Exposée au musée Fabre, la toile religieuse de Ruth et Booz (1870) signée Frédéric Bazille cache une autre composition du célèbre peintre montpelliérain. Décryptage.
Dans les coulisses
- En 2015, une radiographie du tableau révèle une surprise de taille : sous ce testament artistique de l'impressionniste se dissimule une œuvre que l’on croyait perdue depuis plus d’1 siècle.
- Imaginez la scène : des conservateurs concentrés, des faisceaux de rayons X, et soudain, l’apparition d’une silhouette oubliée. En préparant l’exposition Frédéric Bazille, la jeunesse de l’impressionnisme, les équipes du musée Fabre et du musée d’Orsay passent les toiles au crible.
- Sous Ruth et Booz, œuvre inachevée de 1870, surgit une composition enfouie : La Jeune fille au piano, tableau refusé au Salon de 1866.
- Frédéric Bazille, jeune peintre montpelliérain, y représentait une scène intime et moderne : une jeune fille jouant du piano, observée par un homme alangui sur un canapé.
- Trop audacieux pour l’époque, l’œuvre est recalée. Frédéric Bazille, pragmatique et fauché, recycle la toile pour un sujet plus académique. Ironie du sort, c’est ce recyclage qui, 150 ans plus tard, a redonné vie à son tableau perdu.
Le détail
- Ce n’est pas tout : un dessin acquis il y a une dizaine d'année par le musée Fabre montre l’homme allongé du tableau disparu, confirmant l’hypothèse.

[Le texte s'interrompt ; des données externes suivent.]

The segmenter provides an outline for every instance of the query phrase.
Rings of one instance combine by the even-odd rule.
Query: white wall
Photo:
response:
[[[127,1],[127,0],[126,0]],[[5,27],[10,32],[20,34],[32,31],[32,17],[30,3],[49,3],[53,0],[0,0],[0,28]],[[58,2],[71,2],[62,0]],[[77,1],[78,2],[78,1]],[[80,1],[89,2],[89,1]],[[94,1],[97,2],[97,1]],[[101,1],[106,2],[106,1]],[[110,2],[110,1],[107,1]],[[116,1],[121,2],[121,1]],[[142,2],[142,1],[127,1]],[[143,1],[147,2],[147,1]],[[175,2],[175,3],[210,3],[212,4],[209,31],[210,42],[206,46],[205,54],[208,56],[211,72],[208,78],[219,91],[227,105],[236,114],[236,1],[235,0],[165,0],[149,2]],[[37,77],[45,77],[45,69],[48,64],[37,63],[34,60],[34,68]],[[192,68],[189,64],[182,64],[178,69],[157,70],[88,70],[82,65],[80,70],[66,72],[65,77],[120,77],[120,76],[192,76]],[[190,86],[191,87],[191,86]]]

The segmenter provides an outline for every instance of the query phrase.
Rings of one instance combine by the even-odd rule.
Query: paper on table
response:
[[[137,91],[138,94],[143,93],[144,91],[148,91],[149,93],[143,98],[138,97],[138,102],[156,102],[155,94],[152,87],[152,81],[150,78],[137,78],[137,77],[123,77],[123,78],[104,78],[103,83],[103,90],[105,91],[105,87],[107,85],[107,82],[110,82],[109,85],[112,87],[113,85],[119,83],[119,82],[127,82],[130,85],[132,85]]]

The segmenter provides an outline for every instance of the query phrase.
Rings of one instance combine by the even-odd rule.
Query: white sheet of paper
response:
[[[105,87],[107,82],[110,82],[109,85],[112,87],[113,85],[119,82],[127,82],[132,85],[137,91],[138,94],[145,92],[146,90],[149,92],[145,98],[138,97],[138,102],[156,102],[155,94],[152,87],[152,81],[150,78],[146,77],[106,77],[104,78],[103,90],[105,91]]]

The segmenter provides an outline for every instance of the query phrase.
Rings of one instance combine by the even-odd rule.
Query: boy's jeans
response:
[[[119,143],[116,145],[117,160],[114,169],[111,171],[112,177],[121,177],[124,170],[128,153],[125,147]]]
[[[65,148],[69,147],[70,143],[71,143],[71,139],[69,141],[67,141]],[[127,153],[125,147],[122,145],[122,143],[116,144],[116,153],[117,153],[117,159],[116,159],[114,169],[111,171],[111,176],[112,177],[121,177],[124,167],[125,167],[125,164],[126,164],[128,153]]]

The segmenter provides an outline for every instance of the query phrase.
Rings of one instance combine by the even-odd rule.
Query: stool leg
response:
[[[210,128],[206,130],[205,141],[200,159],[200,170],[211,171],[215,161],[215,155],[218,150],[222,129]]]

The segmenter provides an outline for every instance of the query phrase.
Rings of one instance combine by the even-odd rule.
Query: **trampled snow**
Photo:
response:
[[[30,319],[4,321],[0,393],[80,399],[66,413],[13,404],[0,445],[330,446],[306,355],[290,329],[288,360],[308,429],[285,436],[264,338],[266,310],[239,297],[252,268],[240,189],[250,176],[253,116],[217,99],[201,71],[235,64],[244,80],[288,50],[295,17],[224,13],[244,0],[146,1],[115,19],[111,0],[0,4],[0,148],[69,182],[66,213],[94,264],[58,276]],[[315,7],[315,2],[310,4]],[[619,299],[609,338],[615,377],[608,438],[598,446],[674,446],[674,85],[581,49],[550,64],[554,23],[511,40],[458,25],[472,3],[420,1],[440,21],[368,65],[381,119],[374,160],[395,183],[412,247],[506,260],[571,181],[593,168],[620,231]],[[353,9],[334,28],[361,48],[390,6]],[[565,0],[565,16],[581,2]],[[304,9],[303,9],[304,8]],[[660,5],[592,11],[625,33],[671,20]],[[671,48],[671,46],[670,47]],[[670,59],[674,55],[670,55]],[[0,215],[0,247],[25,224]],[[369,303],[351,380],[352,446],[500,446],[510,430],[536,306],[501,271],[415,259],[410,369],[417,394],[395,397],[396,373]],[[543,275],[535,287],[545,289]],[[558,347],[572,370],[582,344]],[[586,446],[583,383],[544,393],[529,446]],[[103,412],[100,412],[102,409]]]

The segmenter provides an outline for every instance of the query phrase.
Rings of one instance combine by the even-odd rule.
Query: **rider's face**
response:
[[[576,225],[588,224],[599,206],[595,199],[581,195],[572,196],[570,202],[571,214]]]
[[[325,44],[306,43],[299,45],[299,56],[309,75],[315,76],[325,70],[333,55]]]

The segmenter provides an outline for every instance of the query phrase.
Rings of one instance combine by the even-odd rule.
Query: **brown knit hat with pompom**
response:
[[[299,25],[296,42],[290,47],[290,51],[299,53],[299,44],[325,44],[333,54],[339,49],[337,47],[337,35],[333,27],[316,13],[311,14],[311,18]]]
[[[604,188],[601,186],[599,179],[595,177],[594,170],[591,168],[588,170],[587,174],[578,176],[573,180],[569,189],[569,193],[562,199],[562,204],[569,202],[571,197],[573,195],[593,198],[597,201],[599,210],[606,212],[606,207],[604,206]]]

- Et la robe verte de la pianiste ? Elle réapparaît dans un portrait de Camille Doncieux, 1re épouse et muse de Claude Monet, réalisé dans le même atelier que Frédéric Bazille.
- Les 2 amis partageaient alors pinceaux, modèles… et tissus satinés. « J’ai choisi l’époque moderne, parce que c’est elle que je comprends le mieux », écrivait le peintre montpelliérain.
- Une modernité qui, bien que boudée de son vivant, éclaire aujourd’hui d’un jour nouveau l’œuvre de ce pionnier impressionniste. Comme quoi, même sous une couche de peinture, la vérité finit toujours par refaire surface.